1

So when I tried to put different size dataframe, it always results in an error.

import pandas as pd
from pandas import Series,DataFrame
import numpy as np

# For reading stock data from yahoo
import pandas_datareader as web

# For time stamps
from datetime import datetime

closing_df = web.DataReader(['AAPL','GOOG','MSFT','AMZN'],'yahoo',start,end)['Adj Close']
#when I do this, it is fine since the size are the same whereas
closing_df = web.DataReader(['AAPL','GOOG','MSFT','AMZN','BTC-USD'],'yahoo',start,end)['Adj Close']
#I always get this error
#ValueError: Index contains duplicate entries, cannot reshape

I tried to have two dataframe, one for the tech company and one for the BTC-USD But when I use join,concat or merge, none it seems to work I want to get all the joint date for both dataset and put it together e.g. if both dataframe has 2010-11-30 then it will be in the dataframe but if only one dataframe contain that date then it will ignore or do not put it in the joint dataframe.
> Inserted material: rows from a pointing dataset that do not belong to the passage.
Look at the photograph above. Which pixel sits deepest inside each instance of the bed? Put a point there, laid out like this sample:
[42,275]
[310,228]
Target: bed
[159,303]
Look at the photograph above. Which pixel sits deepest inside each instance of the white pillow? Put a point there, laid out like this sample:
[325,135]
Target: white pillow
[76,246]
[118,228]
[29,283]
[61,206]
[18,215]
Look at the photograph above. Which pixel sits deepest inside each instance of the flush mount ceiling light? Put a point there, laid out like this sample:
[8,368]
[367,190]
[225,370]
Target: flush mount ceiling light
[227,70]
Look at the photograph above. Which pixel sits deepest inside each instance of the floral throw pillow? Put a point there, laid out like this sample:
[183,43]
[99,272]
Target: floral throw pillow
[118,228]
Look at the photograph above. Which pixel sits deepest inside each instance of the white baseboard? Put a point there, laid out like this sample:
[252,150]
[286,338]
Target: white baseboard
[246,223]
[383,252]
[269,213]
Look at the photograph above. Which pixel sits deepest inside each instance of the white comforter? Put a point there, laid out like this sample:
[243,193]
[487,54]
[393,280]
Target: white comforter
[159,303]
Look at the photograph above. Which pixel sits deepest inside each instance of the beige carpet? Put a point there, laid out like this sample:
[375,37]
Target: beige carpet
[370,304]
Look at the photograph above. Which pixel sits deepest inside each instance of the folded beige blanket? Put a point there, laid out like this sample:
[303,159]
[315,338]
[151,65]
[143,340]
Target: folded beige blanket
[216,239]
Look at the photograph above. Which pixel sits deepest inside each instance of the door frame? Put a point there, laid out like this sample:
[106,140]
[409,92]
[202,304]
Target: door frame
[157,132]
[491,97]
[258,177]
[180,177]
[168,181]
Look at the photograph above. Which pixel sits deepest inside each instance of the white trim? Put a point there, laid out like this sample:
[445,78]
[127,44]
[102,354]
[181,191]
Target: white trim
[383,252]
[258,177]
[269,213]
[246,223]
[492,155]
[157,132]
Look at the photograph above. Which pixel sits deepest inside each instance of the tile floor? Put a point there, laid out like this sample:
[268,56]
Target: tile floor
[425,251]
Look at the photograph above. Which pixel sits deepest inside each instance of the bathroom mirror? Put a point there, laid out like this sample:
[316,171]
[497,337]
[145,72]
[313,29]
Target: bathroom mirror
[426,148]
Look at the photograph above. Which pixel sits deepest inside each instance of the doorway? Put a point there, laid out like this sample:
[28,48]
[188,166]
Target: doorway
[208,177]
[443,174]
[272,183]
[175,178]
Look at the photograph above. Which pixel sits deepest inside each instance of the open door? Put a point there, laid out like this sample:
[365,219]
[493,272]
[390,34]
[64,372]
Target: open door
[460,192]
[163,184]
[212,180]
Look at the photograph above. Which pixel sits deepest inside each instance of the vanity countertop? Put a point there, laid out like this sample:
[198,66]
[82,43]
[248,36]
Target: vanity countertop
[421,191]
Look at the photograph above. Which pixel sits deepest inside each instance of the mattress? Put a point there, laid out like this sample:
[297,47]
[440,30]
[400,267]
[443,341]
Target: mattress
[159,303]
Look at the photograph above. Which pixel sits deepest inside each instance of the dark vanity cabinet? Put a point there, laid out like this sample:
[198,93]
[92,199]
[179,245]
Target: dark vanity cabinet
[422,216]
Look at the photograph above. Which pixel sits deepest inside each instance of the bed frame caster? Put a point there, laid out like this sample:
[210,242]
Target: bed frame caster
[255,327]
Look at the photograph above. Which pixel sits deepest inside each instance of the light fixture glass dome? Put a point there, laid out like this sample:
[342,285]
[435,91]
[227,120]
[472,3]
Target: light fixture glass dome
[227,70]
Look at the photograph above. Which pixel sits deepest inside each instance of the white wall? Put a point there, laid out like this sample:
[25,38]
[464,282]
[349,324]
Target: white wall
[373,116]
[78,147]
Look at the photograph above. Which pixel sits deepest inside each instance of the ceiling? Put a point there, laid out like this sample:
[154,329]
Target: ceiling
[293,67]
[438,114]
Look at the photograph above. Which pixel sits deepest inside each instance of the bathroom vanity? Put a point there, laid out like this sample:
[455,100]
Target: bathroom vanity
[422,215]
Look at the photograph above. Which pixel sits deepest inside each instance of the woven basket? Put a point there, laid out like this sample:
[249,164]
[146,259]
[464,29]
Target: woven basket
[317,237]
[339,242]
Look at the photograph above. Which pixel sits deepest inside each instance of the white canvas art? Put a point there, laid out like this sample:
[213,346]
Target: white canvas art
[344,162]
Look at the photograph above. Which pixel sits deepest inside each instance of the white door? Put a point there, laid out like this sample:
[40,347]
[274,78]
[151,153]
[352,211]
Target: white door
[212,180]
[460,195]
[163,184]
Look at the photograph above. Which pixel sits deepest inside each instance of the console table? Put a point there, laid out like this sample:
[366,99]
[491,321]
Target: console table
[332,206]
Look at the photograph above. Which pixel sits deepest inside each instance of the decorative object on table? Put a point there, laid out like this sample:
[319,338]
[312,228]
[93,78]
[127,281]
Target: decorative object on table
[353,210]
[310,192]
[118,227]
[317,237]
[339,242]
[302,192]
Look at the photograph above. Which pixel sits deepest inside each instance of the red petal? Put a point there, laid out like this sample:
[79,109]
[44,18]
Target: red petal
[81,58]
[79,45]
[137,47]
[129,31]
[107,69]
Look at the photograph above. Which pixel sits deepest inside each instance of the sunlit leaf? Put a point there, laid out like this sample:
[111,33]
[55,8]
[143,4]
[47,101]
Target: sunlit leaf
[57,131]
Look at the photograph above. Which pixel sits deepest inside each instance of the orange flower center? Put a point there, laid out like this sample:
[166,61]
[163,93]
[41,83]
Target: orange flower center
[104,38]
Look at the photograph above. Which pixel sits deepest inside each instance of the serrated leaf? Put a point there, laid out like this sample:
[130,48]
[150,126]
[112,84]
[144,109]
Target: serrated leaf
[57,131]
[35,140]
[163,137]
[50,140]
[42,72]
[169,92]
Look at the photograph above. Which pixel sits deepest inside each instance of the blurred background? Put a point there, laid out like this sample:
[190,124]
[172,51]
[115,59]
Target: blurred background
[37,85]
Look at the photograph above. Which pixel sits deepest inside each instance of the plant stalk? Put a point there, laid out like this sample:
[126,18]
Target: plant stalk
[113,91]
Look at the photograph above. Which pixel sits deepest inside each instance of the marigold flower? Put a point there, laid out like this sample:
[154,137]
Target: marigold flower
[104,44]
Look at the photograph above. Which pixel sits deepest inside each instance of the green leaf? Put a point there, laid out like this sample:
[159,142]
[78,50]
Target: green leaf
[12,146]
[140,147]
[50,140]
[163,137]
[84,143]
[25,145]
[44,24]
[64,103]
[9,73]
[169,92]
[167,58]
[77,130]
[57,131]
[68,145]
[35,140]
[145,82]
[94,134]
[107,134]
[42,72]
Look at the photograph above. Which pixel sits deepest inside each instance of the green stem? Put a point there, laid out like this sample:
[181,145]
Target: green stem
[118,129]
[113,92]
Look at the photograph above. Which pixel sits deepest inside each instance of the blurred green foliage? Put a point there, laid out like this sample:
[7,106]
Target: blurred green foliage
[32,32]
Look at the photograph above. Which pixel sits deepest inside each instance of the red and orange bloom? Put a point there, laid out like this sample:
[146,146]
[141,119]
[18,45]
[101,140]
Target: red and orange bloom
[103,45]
Many Thank

ALollz
  • 57,915
  • 7
  • 66
  • 89

1 Answers1

1

One workaround is the following

tech = web.DataReader(['AAPL','GOOG','MSFT','AMZN'],'yahoo', start, end)['Adj Close']
btc = web.DataReader('BTC-USD','yahoo', start, end)['Adj Close']

result_df = pd.merge(tech, btc, left_index=True, right_index=True).rename(columns={'Adj Close': 'BTC'})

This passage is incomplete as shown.